Lucía del Mar Pérez
El muchacho estaba tumbado en un suelo tan helado como su alma, un alma metamórfica de sueños rotos. El mundo de los adultos le había vencido. Desde hacía una semana acudía al instituto con la mochila vacía de ilusiones. Un sopor negruzco se fue apoderando lentamente de su cuerpo, sus extremidades se entumecían al mismo tiempo que sus anhelos de adolescente. Cada mañana se sentaba en la última fila y se calaba la gorra hasta los ojos mientras sujetos y predicados, ecuaciones y romanos jugaban al escondite con sus células grises. No le gustaba estudiar. Únicamente le gustaba la clase de informática. Era un chico listo. Algunos profesores dotados de cierta sensibilidad percibían una inteligencia oculta tras nubes de rebeldía. Unas aptitudes que Fran aprovechaba para bloquear la página web del instituto. Sus habilidades informáticas le enorgullecían y las aplicaba en una particular venganza contra las normas establecidas.
Cuando regresaba a casa, caminaba con ese aire a medio camino entra la chulería y la desgana crónica que le caracterizaba: arrastraba los pies, mientras cubría su cuerpo con una sudadera dos tallas más grandes de lo necesario. Vivía aislado, en un mundo de raperos, donde su frustración se disipaba al son de los poetas de la calle. Delirios sonoros que manifestaban las carencias de la sociedad en la que luchaba por sobrevivir. Él también pertenecía a aquella estirpe privilegiada de ilusionistas del verso, solo que aún su voz permanecía dormida.

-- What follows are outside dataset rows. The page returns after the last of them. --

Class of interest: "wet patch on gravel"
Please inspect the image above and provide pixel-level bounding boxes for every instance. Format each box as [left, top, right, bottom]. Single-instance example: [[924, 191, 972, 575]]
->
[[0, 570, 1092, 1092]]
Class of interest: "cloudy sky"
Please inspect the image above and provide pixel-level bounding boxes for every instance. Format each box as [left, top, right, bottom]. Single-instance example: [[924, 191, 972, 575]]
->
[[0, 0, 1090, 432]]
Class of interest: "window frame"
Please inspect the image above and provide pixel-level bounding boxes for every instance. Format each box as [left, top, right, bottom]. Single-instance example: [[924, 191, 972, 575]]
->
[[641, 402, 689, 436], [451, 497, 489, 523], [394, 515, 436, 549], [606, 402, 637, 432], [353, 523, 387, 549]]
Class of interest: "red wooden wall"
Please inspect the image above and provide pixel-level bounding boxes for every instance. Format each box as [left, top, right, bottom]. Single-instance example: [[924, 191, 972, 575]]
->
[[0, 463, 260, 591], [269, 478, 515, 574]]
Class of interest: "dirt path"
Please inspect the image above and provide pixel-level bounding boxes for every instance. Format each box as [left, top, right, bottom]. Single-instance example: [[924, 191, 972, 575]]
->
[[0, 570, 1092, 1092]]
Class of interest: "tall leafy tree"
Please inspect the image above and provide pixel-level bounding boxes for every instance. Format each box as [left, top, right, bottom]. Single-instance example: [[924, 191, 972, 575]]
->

Pero cada vez le dolía más el silencio.
Otra vez el mismo recibimiento hostil. Su padre le observaba desafiante. Fran le devolvía una mirada punzante, llena de odio…
“Inútil, inútil, inútil…” El veneno escupido por su padre le golpeaba con la misma dureza del mármol sobre el que ahora estaba tumbado. La misma dureza del puño de su padre al golpear contra su mandíbula. Pero no fue el puño lo que más le dolió. Ni la frialdad del suelo lo que le heló el corazón. Fue el ”LÁRGATE” de su madre.
Fran agarró una de las hamburguesas que ella se disponía a cocinar y la lanzó con todas sus fuerzas contra la pared. En silencio ambos contemplaron cómo la carne roja se desparramaba por el suelo. Los ojos de su madre se llenaron de lágrimas, pero el viento del fracaso arreciaba en la cocina. Salió a trompicones de la casa y corrió cuanto pudo para alejarse de la angustia y la incomprensión. Después regresó y se sentó en la azotea. Temblaba. Pero una sonrisa se fue perfilando en su rostro. A fin de cuentas, no era culpa suya. Él solo era un NINI más. Sin oficio ni beneficio, con una vida abocada al fracaso. Él era un producto imperfecto, resultado del aislamiento y de la desconfianza social. Era la consecuencia de un sistema educativo enfermo, reflejo de un país decadente.
Fran, y otros ninis como él, deberán llevar sobre sus hombros el peso de la sociedad del siglo XXI. Una sociedad envejecida cuya juventud, como las hamburguesas, ha sido estrellada contra la pared.

Me ha encantado: ¡Una sociedad de NINIS! Que pena que lo que escribes sea un reflejo tan claro de la sociedad que nos han impuesto y entre todos reforzamos a diario.
Realidad dolosa, más que dolorosa. Hay responsables que perpetúan un sistema donde el objetivo no es educar, es mantener bajo guardia; un sistema que da derechos al mediocre (y sus papás) y se despoja de ellos al profesor/a y de paso al alumn@ que acude a recibir una formación humana.